Last week, as part of a two-day forum sponsored by The Heritage Foundation at the University of Mobile, Jay Richards spoke about why “Good Intentions Aren’t Good Enough.” His main point was that well-meaning government policies often end up hurting those they are designed to help. In other words, what seem like compassionate actions can have harmful reactions.
Take the 1973 Endangered Species Act, for example. The law allows the federal government to restrict landowners’ use of their properties if a listed species’s habitat is discovered there. Such a law, though well-intentioned, pits the interests of landowners against the interest of animals such as the red-cockaded woodpeckers, which nest in trees. In fact, in 2006, landowners in one North Carolina town clear-cut miles of wooded lots to avoid having their pine trees become “infested” with woodpeckers and thus come under the regulations of the federal government. The good intentions of this government policy actually drove landowners to destroy rather than preserve a habitat for endangered species.
Other examples abound: Laws that raise the minimum wage also lower the number of workers that businesses hire; welfare programs that discourage work and marriage help to entrench people in poverty and government dependence; government policies designed to increase home ownership among the poor inflate housing prices and encourage many to buy homes they cannot afford, contributing to an economic recession felt across the nation.
We could describe some of these public policies in similar terms to Newton’s third law of motion: Not only do these government actions have reactions; they are often opposite reactions than those intended.
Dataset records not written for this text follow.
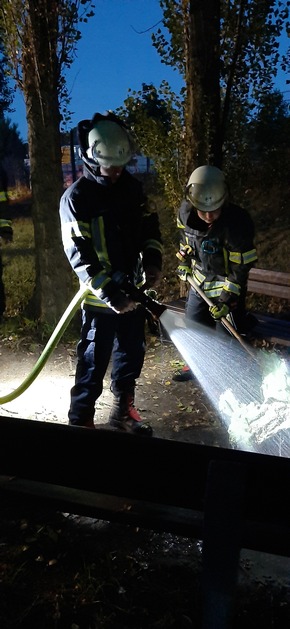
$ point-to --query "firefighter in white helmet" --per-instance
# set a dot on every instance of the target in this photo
(109, 233)
(217, 250)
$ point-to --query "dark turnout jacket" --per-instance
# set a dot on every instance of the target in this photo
(107, 227)
(222, 254)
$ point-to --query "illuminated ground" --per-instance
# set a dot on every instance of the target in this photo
(59, 571)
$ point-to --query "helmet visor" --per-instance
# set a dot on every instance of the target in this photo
(109, 145)
(206, 198)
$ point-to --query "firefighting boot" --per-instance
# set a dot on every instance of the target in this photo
(183, 375)
(125, 416)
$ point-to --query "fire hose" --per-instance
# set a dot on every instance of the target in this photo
(150, 304)
(223, 320)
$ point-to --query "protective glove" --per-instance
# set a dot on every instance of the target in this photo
(219, 310)
(120, 303)
(183, 270)
(115, 298)
(152, 276)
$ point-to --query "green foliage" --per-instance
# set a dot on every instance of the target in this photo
(249, 58)
(55, 47)
(6, 93)
(156, 120)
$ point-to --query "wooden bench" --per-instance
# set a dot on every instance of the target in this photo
(271, 283)
(230, 499)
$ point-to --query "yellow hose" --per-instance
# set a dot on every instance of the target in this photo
(51, 344)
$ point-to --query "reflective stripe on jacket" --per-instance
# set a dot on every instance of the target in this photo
(221, 254)
(107, 228)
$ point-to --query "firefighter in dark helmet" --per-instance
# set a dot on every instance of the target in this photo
(217, 250)
(6, 231)
(109, 232)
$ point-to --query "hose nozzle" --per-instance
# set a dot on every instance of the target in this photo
(140, 296)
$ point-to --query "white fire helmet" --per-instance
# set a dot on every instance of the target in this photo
(207, 189)
(109, 144)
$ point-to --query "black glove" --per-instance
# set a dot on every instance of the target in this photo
(116, 299)
(152, 276)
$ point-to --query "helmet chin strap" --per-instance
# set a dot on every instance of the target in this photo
(91, 166)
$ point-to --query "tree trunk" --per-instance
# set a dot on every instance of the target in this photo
(202, 119)
(53, 288)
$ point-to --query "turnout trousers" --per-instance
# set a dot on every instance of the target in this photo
(106, 335)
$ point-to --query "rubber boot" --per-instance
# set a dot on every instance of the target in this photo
(183, 375)
(88, 424)
(125, 416)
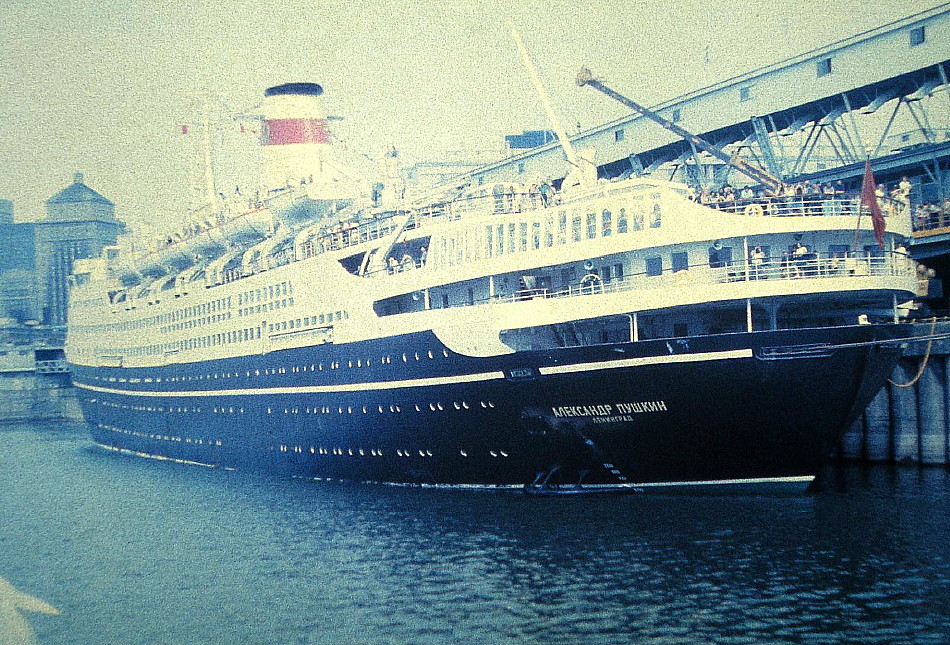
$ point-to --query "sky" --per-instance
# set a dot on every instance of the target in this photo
(103, 87)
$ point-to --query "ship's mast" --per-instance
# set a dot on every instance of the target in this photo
(545, 100)
(211, 194)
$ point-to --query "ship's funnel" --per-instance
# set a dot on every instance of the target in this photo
(295, 138)
(298, 153)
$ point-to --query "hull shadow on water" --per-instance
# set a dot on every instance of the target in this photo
(139, 551)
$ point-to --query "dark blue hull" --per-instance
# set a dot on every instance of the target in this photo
(732, 407)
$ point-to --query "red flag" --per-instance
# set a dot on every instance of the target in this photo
(869, 201)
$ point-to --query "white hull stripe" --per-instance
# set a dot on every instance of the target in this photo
(647, 360)
(799, 479)
(310, 389)
(431, 381)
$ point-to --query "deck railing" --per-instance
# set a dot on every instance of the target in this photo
(814, 267)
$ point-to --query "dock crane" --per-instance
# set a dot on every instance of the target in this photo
(585, 77)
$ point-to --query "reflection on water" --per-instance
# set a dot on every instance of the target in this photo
(14, 628)
(136, 551)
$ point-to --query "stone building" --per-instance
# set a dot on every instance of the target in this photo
(79, 223)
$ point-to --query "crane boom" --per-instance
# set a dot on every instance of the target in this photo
(584, 77)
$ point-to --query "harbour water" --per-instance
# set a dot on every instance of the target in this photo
(141, 551)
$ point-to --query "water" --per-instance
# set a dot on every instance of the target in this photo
(139, 551)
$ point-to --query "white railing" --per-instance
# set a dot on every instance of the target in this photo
(815, 267)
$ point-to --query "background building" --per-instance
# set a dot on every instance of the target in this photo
(17, 267)
(79, 222)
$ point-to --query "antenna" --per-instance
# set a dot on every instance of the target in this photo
(545, 99)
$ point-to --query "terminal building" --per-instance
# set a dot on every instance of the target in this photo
(813, 118)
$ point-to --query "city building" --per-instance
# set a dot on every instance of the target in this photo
(79, 223)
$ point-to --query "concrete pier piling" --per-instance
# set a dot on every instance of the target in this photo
(909, 419)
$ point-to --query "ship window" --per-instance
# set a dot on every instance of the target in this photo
(591, 226)
(680, 261)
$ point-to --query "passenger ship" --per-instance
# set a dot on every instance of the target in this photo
(614, 336)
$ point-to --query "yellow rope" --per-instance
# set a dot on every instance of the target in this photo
(923, 363)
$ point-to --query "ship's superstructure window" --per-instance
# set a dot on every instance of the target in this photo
(680, 261)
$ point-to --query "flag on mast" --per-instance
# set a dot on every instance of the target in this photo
(869, 201)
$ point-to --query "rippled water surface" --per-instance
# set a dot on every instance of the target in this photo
(139, 551)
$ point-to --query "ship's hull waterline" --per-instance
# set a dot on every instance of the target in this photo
(713, 409)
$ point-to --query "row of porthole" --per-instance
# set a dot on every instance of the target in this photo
(394, 409)
(372, 452)
(385, 360)
(419, 407)
(160, 437)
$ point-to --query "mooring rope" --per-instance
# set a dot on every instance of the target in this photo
(923, 363)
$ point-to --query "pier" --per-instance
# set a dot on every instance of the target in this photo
(908, 420)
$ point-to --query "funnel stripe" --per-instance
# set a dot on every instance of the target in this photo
(286, 131)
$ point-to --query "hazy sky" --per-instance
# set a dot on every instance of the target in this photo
(101, 87)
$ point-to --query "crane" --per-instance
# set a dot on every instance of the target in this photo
(585, 77)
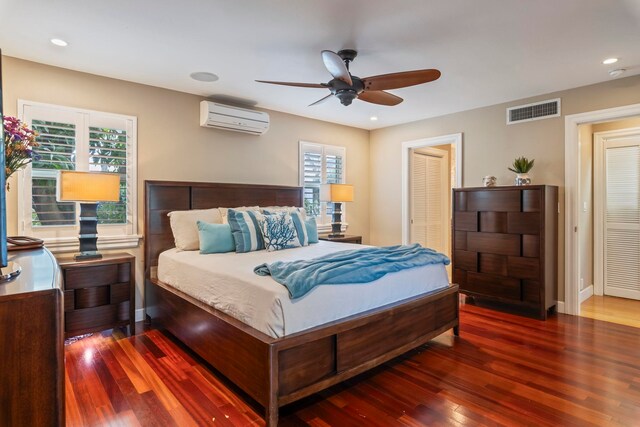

As Richards explains, the problem with these policies is that lawmakers often focus only on the short-term benefits received by one particular group or on the compassion that such policies are thought to express. But Richards suggests that good policies have less to do with the intentions behind them than with their actual affects on people.
What matters isn’t simply what we want policies to produce but what they actually produce. Policymakers need to bring to bear not just a moral desire to help the poor but an informed understanding of how certain actions lead to predictable reactions by all parties involved.
In sum, a moral evaluation of public policy cannot stop short with the good intentions that go into crafting a law or government program. We have a moral obligation to pay attention to the other side of the equation as well—its actual, and often predictable, outcomes. Richards suggests that a great place to begin is for every policymaker, upon encountering proposed legislation, to ask, “And then what will happen?”